On the other hand, as far back as 1994 an agency for the US Public Health Service did a two-year study on acute low back pain in adults that included over 4,000 scientific articles and concluded that spinal manipulation was the preferred treatment in most cases. Other studies from Canada, United Kingdom, New Zealand, and the United States have confirmed that not only are spine surgeries unnecessary (with the exceptions of cancer, fracture, serious infections, or those rare cases that don’t respond to conservative care), but epidural steroid injections and opioid narcotics are also ineffective, costly, dangerous, and addictive.
Recently the North Carolina Blue Cross /Blue Shield insurance company changed its policy that now states it will no longer pay for spinal fusion if the sole criteria is herniated or degenerated discs. They also cited the same research that shows disc abnormalities are a common part of the aging process. Hopefully this will sweep through all the states to save people from these often debilitating and unnecessary surgeries.
Ironically, after nearly a century of persecution and defamation, the chiropractic profession has not only survived the medical war, but not stands vindicated as the best choice for most back pain problems that are often caused by joint dysfunction, which explains why manipulation, decompression, massage, and other hands-on therapies are so effective. Considering there are 137 joints in the spine, most spinal disorders begin with these primary spinal misalignments that secondarily cause disc and pinched nerve problems.
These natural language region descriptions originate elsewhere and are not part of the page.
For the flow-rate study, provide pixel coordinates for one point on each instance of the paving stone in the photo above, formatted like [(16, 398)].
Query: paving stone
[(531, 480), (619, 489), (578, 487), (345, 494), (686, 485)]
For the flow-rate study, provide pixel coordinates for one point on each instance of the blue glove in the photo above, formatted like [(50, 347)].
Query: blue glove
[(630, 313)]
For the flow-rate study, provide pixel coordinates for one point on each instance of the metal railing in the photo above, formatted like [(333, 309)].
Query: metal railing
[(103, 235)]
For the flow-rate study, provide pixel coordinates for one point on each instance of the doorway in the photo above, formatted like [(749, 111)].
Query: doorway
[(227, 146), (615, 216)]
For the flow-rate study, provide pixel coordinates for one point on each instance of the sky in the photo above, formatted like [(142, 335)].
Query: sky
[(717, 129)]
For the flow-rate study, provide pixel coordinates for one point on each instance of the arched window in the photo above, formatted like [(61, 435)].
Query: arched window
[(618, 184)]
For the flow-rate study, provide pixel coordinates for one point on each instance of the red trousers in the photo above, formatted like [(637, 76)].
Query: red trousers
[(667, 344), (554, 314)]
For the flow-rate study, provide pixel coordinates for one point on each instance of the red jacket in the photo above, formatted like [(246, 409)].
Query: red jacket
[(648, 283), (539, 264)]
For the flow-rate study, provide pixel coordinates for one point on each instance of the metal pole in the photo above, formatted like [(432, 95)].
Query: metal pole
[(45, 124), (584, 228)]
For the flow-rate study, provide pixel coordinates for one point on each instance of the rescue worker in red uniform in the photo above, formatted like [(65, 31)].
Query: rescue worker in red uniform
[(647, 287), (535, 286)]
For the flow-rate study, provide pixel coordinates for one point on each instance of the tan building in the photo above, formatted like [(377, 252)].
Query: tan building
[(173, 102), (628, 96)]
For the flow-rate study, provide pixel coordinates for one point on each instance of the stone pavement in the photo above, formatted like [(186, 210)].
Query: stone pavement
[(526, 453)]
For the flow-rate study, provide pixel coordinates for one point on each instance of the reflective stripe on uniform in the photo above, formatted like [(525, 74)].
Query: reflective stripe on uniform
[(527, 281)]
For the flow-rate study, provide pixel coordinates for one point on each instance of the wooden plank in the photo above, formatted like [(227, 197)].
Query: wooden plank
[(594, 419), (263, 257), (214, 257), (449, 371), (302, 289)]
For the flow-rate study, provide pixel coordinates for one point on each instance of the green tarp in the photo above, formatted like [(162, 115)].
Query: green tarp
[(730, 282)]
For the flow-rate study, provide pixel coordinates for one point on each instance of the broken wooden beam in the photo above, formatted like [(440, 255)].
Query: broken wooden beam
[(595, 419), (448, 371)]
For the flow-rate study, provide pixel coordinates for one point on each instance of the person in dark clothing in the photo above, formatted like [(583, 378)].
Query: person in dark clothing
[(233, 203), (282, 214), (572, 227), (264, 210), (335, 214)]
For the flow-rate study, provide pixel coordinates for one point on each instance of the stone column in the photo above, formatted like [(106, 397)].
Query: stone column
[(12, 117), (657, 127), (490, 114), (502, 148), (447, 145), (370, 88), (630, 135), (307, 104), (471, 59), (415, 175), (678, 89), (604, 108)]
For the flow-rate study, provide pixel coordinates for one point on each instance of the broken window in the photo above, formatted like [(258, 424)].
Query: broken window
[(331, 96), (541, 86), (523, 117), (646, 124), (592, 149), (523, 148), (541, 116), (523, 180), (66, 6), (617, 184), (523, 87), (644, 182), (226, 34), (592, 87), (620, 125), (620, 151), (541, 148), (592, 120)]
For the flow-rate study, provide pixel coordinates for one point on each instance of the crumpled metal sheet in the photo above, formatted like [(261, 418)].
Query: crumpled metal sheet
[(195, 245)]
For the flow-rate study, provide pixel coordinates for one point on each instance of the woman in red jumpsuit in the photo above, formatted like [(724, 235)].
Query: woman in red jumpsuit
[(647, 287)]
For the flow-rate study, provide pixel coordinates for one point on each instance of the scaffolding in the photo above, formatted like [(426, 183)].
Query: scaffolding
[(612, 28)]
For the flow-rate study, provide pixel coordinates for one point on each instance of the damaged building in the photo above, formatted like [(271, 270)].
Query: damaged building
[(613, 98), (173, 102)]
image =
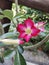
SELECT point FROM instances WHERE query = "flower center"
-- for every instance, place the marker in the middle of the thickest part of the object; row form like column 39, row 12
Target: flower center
column 28, row 31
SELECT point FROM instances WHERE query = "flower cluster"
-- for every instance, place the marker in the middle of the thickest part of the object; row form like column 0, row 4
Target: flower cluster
column 29, row 29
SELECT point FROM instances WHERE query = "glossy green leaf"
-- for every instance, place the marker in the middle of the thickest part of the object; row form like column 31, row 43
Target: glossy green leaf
column 1, row 16
column 8, row 14
column 19, row 60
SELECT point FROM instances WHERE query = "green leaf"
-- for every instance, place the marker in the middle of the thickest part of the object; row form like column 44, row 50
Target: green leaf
column 8, row 14
column 1, row 16
column 1, row 44
column 19, row 60
column 8, row 35
column 7, row 52
column 20, row 49
column 5, row 25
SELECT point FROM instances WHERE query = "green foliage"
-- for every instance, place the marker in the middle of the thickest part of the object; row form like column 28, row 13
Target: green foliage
column 8, row 14
column 19, row 60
The sad fact is most MDs today are aware that the disc theory is outdated. They also know drugs, shots, and disc surgeries are expensive, ineffective, and unnecessary. More so, they also know chiropractic care is the preferred treatment for 85% of back pain cases, yet very few have the ethics to refer to chiropractors for fear of retribution from their own medical colleagues.
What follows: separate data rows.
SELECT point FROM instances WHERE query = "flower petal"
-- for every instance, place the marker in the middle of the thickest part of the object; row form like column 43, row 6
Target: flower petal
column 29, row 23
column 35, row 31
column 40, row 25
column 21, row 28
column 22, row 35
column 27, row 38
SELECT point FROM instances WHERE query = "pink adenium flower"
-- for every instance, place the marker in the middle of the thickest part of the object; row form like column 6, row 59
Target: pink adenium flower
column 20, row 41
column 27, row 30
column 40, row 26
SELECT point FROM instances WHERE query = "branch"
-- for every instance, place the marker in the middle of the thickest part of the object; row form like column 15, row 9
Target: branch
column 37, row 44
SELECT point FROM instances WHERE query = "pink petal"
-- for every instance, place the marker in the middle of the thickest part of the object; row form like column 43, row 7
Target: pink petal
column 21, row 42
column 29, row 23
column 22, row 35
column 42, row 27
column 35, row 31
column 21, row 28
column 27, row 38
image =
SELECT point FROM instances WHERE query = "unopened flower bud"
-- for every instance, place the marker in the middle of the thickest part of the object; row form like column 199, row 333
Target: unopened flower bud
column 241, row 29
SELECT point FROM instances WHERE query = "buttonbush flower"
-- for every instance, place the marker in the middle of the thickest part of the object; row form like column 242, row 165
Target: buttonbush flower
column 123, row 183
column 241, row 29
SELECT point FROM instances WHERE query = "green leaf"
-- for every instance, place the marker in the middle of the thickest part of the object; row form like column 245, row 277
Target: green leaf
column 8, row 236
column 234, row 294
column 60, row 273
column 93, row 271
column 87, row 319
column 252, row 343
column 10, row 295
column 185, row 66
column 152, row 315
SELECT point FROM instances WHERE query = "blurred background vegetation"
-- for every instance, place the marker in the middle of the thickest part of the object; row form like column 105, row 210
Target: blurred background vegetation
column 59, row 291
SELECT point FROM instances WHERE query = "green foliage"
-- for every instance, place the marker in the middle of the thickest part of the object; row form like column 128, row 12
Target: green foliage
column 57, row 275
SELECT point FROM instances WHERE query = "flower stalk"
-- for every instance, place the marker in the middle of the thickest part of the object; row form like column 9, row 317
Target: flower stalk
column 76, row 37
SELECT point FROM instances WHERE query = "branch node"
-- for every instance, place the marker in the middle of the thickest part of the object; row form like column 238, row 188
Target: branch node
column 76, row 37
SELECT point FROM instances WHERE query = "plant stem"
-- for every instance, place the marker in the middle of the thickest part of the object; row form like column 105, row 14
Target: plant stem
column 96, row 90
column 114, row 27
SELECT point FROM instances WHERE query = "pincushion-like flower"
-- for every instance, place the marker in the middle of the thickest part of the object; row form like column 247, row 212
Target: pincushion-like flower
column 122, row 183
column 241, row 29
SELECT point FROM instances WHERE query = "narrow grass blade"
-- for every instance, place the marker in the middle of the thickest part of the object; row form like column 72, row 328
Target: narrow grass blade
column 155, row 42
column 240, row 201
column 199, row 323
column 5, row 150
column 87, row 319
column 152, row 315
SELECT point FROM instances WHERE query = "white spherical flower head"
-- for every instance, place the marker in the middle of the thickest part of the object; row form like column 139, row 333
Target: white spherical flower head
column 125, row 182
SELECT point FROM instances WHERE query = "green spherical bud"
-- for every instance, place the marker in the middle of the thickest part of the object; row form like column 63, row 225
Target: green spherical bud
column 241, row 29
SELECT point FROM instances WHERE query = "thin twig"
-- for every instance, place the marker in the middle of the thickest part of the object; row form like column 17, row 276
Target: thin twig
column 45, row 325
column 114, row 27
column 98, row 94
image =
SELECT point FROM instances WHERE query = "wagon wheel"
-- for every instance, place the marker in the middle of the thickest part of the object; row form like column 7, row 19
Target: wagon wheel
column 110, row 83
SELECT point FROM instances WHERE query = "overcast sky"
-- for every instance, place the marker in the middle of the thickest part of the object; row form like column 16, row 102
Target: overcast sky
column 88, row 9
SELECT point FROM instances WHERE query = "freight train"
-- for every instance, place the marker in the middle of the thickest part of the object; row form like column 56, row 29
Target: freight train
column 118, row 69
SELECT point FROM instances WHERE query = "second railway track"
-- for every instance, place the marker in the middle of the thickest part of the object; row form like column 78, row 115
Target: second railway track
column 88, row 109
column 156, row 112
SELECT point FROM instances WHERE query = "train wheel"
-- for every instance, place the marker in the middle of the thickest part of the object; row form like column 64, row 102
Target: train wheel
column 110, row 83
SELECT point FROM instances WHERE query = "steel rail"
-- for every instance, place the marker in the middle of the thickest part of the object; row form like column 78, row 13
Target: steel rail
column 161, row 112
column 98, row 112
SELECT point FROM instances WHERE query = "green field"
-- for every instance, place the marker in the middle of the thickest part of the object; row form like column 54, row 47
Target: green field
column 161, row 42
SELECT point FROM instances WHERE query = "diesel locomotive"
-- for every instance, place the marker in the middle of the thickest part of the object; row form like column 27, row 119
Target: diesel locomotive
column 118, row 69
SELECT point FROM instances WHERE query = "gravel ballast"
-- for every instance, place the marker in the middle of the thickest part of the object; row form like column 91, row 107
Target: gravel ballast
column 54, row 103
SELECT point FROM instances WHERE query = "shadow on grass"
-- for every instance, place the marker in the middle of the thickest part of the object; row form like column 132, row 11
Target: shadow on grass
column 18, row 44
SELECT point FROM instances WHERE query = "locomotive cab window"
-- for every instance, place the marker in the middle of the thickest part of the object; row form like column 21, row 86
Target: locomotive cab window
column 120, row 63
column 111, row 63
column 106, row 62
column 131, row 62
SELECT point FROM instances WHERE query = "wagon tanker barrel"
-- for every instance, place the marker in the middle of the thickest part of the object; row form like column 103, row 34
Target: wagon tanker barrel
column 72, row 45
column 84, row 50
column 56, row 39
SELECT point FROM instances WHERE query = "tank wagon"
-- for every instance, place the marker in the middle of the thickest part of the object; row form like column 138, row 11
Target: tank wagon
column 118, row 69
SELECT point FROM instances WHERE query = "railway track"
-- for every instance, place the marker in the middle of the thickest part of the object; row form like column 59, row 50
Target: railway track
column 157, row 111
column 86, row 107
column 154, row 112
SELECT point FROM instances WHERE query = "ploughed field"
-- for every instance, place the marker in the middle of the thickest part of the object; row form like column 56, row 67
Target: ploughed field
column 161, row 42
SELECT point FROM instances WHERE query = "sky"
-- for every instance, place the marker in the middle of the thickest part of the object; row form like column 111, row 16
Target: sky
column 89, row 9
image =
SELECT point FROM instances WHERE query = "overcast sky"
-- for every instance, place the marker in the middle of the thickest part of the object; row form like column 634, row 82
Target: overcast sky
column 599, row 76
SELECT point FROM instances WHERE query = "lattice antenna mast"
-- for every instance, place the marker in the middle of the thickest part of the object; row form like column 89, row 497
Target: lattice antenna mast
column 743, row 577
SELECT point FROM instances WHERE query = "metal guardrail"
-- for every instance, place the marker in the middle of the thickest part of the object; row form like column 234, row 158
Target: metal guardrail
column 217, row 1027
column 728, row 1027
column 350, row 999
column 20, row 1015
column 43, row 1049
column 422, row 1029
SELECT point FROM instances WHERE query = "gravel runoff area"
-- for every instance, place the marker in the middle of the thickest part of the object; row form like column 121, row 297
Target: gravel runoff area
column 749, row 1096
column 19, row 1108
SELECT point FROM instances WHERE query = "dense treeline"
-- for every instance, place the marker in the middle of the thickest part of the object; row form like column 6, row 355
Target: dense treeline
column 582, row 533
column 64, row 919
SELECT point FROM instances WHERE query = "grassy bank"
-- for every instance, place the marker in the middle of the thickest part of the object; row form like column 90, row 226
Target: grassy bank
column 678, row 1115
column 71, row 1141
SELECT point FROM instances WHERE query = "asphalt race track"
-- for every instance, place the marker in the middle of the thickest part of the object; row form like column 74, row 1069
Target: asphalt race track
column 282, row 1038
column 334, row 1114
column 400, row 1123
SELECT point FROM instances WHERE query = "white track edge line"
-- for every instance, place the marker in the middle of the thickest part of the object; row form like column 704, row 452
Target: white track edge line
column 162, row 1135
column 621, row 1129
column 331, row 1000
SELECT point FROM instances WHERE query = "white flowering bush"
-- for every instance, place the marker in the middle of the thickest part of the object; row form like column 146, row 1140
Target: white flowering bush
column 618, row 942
Although this Harvard survey admits 10% of MDs lied to patients over the last year, I daresay 90% of MDs have lied to their patients about chiropractors. If you want to test your doctor’s ethics, ask him or her about chiropractic care and if you are given the usual slander, run as fast as you can from that office. It is past time to confront this medical bigotry as the last bastion of prejudice that has harmed the well-being of patients as well as the reputations of chiropractors.